Now John at the counter's a friend of mine
He always does the outside trash
But it's such a joke; he goes out there to smoke
And to pocket folks' leftover cash

He says, "Dewey, I think this is killing me."
(And he doesn't mean his cigarette)
"Each person I meet smells like infected feet
And I'm growing a credit card debt."

Now Paul's a retired machinist
Who always gets diet root beer
And he's making me weary, with his conspiracy theory
And telling me what I should fear

And gas pump 13 isn't working
According to mad Mr. Deed
"Yes they're turned on, but you're doing it wrong
How can you drive but not read?"

Sell us some gas you're the FastStop man
Sell us some gas tonight
It's plain to see we've got places to be
Don't need a receipt, so goodbye

There's always a crowd on a Saturday
And we're always a co-worker short
The truck's comin' in, we're as busy as sin
And our manager's held up in court

And the register sounds like a carnival
And the freezer smells like it's broke down
And the people all day using hundreds to pay
For a two-fifty bill make me frown

Sell us some gas you're the FastStop man
Sell us some gas tonight
It's plain to see we've got places to be
Don't need a receipt, so goodbye



Friday, July 7, 2023

Almost the News XXVI


Genuine Headlines. Fake News.


Bison Find Minnesota Ranch to Their Liking
Salad dressing made in other states doesn't seem to please their palates.

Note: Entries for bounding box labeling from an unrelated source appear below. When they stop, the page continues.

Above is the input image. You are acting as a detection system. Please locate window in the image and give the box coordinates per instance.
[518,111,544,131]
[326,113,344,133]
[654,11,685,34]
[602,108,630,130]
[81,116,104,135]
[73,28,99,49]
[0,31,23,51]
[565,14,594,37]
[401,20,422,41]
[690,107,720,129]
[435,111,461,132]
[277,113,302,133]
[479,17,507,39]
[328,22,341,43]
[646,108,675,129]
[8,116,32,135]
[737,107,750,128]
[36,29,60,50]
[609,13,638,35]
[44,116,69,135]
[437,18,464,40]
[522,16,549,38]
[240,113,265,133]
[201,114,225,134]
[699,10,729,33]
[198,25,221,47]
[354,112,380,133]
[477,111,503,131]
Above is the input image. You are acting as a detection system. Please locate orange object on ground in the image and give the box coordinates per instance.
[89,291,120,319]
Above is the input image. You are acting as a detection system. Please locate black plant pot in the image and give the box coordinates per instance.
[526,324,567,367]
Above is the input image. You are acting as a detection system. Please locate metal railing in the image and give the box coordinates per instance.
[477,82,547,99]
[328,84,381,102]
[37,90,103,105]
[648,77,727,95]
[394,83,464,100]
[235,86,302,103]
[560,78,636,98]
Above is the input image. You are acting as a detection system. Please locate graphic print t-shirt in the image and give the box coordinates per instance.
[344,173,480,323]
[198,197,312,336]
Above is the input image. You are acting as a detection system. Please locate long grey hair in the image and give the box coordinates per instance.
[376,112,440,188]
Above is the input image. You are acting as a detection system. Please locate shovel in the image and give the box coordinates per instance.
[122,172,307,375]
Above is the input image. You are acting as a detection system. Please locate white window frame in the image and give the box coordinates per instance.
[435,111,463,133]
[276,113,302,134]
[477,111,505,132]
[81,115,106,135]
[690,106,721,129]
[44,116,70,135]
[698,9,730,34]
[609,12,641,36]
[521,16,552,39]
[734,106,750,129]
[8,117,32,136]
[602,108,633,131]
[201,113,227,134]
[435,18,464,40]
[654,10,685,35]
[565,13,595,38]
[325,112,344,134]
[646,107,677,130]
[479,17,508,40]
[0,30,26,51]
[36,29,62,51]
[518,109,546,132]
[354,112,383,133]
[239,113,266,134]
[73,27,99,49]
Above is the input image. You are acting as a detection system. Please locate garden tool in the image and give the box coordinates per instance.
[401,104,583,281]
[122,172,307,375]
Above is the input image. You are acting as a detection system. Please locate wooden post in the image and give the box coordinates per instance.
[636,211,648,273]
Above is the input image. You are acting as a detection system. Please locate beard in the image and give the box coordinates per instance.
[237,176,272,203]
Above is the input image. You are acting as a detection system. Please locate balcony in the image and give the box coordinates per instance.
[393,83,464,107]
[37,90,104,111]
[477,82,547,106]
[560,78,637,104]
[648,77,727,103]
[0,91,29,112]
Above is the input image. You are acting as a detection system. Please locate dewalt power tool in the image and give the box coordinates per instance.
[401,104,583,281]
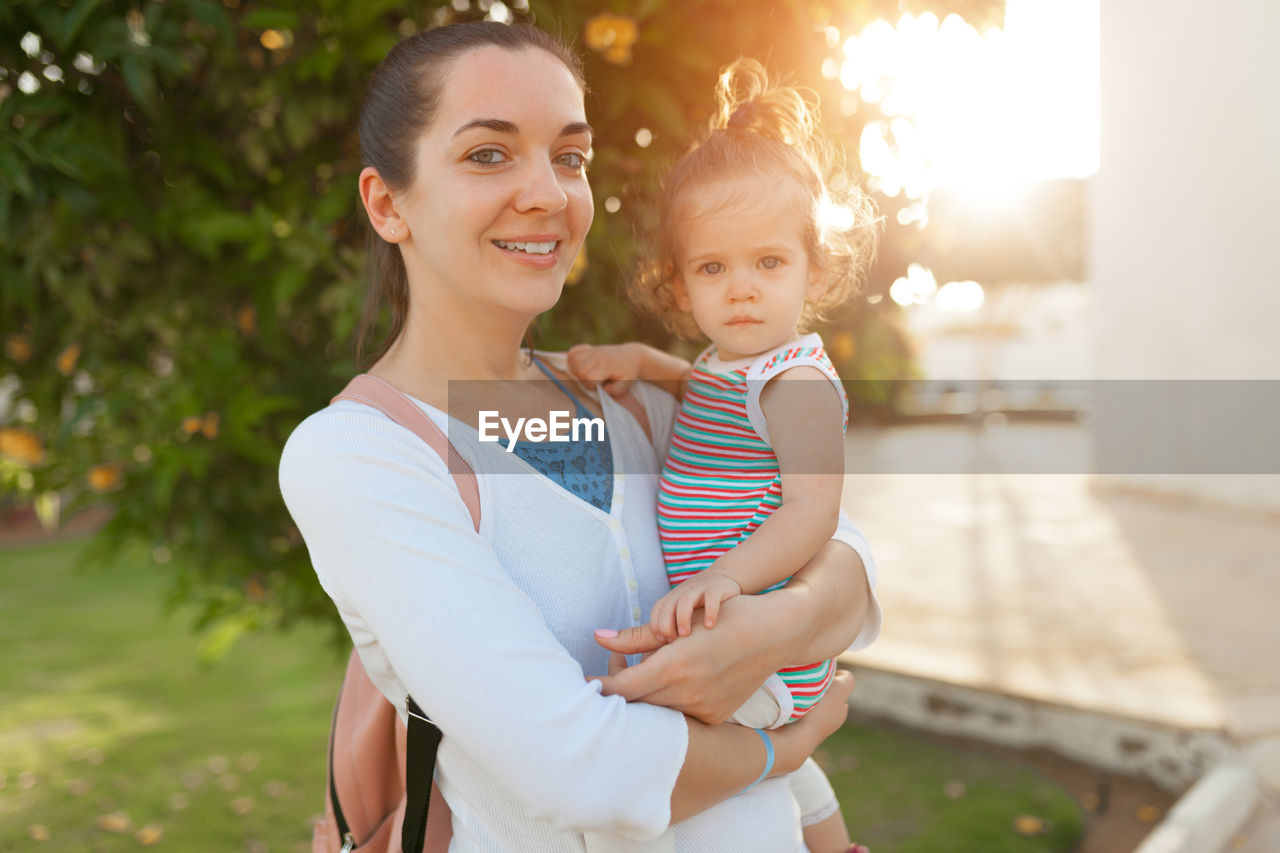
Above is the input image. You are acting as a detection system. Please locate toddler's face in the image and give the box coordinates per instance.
[675,178,824,360]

Ramsey County Sheriff Is Ordered to Cut Jail Population
with a really big knife.

Family Detained After Shooting Gets $700K
Why did they wait until after the shooting got paid off to detain the family?

Migrants Relieved to Reach U.S.
In order to make it from their home countries to American soil, the latest group of migrants used the draining of their bladders as a power source.

Fragile DFL Majorities Stayed United for Change
"Yes," commented DFL party president, Wedo Upay, "The amount we accepted for staying together was quite small. Pocket change, really."

Kissinger Turns 100 and Is Still Active in Global Affairs
The world is amazed at how long Henry Kissinger has kept himself safe from jealous husbands.

Rural Patients Pained by Shortage of Care Providers
One partially-paralyzed farmer is quoted as saying, "It's bad enough I need help taking care of myself; couldn't they find somebody a little taller?"